Wednesday, 24 March 2021

stitching my mouth up

Developments in csf.

Email sent by me to Meg Stively, editor of Seamwork magazine 23/03/2021


Dear Meg, I am reaching out to you again as you kindly asked if there was anything else you could help me out with.

I am appealing for you to stop blocking my access to Seamwork Instagram.




I wish to recover comments recently posted there by myself and to keep following the comments being made by others about the Degendering Fashion article.

As a Seamwork subscriber I feel it is unfair to limit my ability to participate in the community. Stopping my interaction implies my views are not respected or held as sufficiently valid for others to decide themselves.

Publishing Degendering Fashion in Seamwork #76 indicated openmindedness to a newly emerging cultural identity that is to be applauded. Non-binary and trans people in the sewist community are bravely stepping forward to talk about their experience. I wholly support this. As bi-queer myself I am part of the LGBTQI+ community and have read widely in the area of gender politics and ideology over decades. Reflections from me aren’t coming from an ignorant, misinformed or prejudiced position.

Yesterday I published the first part of a critique on my blog and plan to keep following up as the 2nd and 3rd parts of Degendering Fashion are published. Believing in the validity of my counterpoint view I plan to seek out other sewist forums who are open to presenting a balanced range of views.

I am appealing to you to allow me to participate in Seamwork Instagram. Going forward with my critique as subsequent parts of Degendering Fashion are published it will be relevant for me to hear the comments made by others.

As a feminist it’s my belief that all speech is political speech. Having had my participation in Seamwork Instagram stopped I feel it signals the position of Collette Media is to believe gender identities are not contested territorities, but have arrived at a place where they are now fixed and cannot be challenged, examined or deconstructed. That it requires policing, censoring and denial of interacting in public forums would seem to contradict that.

Please note that I don’t regard my correspondence with you as confidential and may choose to publicly share what your reply or possibly non reply is.

____________________________________________________________________

 Email sent to me in response to message above from Meg Stively


Hi Pearl,


Our community guidelines are stated on our website and our online community. You did not follow our community guidelines. Here they are in case you need to reference them: https://help.seamwork.com/hc/en-us/articles/360004211473-Community-Guidelines

I have also attached a screenshot of our community guidelines in graphic form. 

Thank you for reviewing these guidelines.



Meg


___________________________________________________________________________

 Email sent by by me in response 24/03/2021

Hi Meg

Thanks for response. I read the community guidelines and are no more clear which one/s were contravened by me.

As I have already monopolized your time a great deal and being sure you have a more important job to do than engage with an irritating, misbehaving person, I won’t ask for it to be clarified what guideline was crossed. Will just ruminate over the mystery.

I wish to strongly state my total support for people who are non-binary and trans gender.

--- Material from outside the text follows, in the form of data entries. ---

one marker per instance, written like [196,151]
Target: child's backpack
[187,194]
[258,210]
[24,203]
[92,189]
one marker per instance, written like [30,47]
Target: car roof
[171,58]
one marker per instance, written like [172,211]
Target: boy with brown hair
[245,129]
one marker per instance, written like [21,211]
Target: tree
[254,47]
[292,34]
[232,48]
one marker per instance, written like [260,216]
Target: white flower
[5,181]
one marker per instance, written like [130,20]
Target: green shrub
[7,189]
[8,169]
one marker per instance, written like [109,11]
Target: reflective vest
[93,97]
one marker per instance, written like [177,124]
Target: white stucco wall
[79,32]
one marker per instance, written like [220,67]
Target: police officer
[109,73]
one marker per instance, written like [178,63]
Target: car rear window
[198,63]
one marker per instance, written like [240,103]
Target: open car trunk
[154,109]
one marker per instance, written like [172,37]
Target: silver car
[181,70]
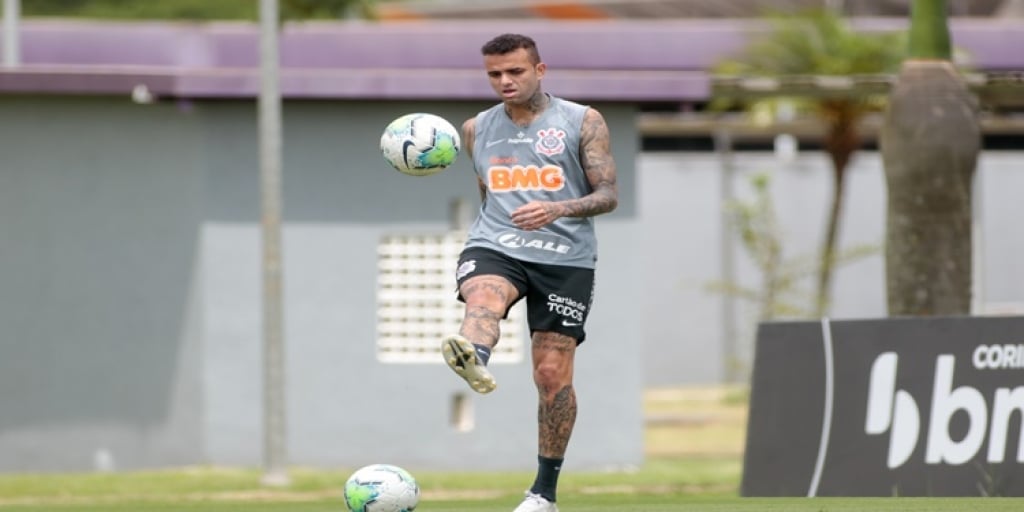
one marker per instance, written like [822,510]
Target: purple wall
[602,60]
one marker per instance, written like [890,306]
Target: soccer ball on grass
[420,144]
[381,487]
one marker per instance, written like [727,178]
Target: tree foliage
[819,42]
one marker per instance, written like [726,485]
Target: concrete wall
[131,287]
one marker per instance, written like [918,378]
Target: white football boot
[536,503]
[461,355]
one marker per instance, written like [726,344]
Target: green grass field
[694,451]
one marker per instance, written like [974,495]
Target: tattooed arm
[468,136]
[595,155]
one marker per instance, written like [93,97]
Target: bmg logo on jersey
[504,178]
[900,414]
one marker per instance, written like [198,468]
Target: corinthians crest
[551,141]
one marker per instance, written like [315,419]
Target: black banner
[894,407]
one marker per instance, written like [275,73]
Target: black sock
[483,352]
[547,477]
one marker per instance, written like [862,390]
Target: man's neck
[523,115]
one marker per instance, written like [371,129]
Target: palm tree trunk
[930,143]
[841,141]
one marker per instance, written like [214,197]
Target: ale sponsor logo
[537,242]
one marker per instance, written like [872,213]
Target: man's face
[513,77]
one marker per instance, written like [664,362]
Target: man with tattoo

I absolutely support that they have the right to choose gender, perform it how they wish, that they have a right to a voice in the world to outline their views, politics, feelings and ideologies. I believe they are a vulnerable community that is largely misunderstood and actively discriminated against.

The only thing I am disagreeing with Emilia about is their view that the language of dressmakers and seamstresses is a problem that should be changed. To disagree with that view is not an attack on non-binary and transgender people, though many people seem eager or silly enough to conflate it as such.

I hope you might look at what I write on my blog in the coming months as the next parts of Degendering Fashion are published.

www.pearlredmoon.com

The first big issue I’ll address on my blog is how a small number of high status, privileged white, tertiary educated, independently wealthy, career advancing and progressive identifying women in global north society take the high handed attitude that their views represent those of all women. Or should, if only the lazy lower classes would educate themselves appropriately. In many respects this group of high status, privileged white women replicates the way “upper” social class has always deployed over history to monitor the wrongful views of the working class by shaming, criticizing and implying we are incapable of understanding complexity and morality. Upper class women of past eras (some names for them…nobility, aristocracy, landed gentry or from wealthy capitalist classes) have always felt it is their mission to drag up the kicking and screaming rabble to their level of superior understanding and morality.

The community guidelines you forwarded me are a wonderful explication of how rules will be applied to keep rabble in their place.